Reviewby Casey Brienza, Aug 6th 2008
When debt drives her parents to divorce, Ann Uekusa moves abruptly from Tokyo to her mother's hometown in the rural province of Shimane. Although Ann is able to make friends with the locals her age, most notably Daigo, whom she eventually starts to date, and the Tsukishima siblings Fuji and Shika, her mother soon falls into despair and commits suicide. Then, in her last year of middle school, Ann's father shows up in Shimane, eager to bring her back to Tokyo. Though reluctant at first to leave a place she has grown to love, Ann decides it's worth it to go to high school in the city. Unfortunately, that means a long distance relationship with Daigo and only Fuji around to console her…
Those who have been following the English-translated shoujo manga scene for several years now may remember Hinako Ashihara for the fast-forgotten and soon out-of-print ballet title Forbidden Dance published by Tokyopop. Sand Chronicles is the winner of a Shougakukan Manga Award and Ashihara's second series to be released in North America. This time the publisher is Viz Media, which has been serializing the manga in its monthly magazine Shojo Beat. Let's hope that this time Ashihara's work is remembered—Sand Chronicles is a modest yet enthralling slice-of-life drama that deserves to be entered into the chronicles of history.

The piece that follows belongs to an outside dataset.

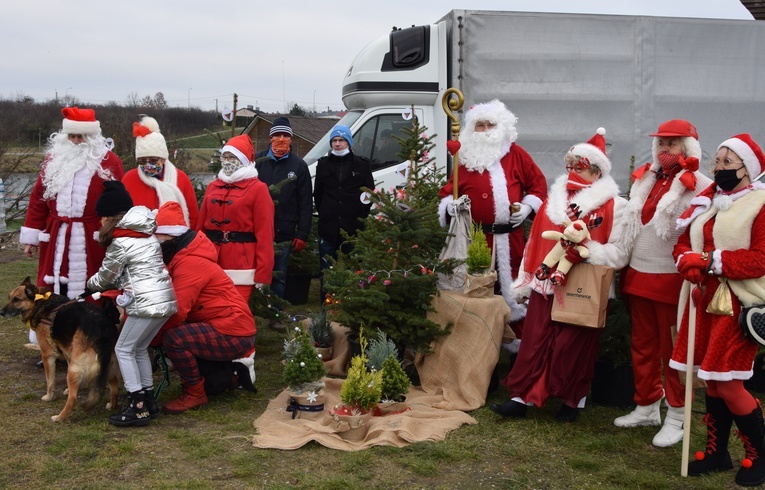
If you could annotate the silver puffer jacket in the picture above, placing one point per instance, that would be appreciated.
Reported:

Do not be deceived. This is the best new shoujo manga of its type to be published in graphic novel format so far this year, yet it cruised onto the bookstore shelves virtually in stealth mode. Its cover illustration, though reasonably pretty and cute, is basically unremarkable. Viz Media does not even bother to mention anywhere on the cover that it is an award winner, which is a bizarre omission, given publishers' obsession with having award winners on their lists. And quickly fanning through the pages likewise reveals nothing remarkable. Artwork is, admittedly, not Ashihara's strong suit. While entirely satisfactory with its professional layouts, well-considered sequences, and rarefied mainstream shoujo style, dozens of other mangaka merit the same praise…using near-identical technique. Ashihara's manga look a tiny bit like Ai Yazawa's, a good bit more like Miki Aihara's, quite a lot like Masami Tsuda's…you get the point. If anything about the visuals is memorable, it would be the delicate, waifish character designs.
However, Ann behaves not at all how she looks; this frail-looking teen is anything but a shrinking, spoiled city girl. She's got a mean right hook that lands a mean first impression on her eventual love interest Daigo. Okay now, granted, she gets nauseous at the thought of turning bunny rabbits into stew meat, and her tearful, impassioned defense of that which is destined to be dinner is rather silly. More importantly, however, Ann faces the blizzards of the snow country and the tragic death of her mother head on with enviable—and admirable—courage. The latter in particular is a beautiful, heart wrenching scene that lays the characters' souls bare. Their loyalty to each other is tested, and the survivors emerge victorious.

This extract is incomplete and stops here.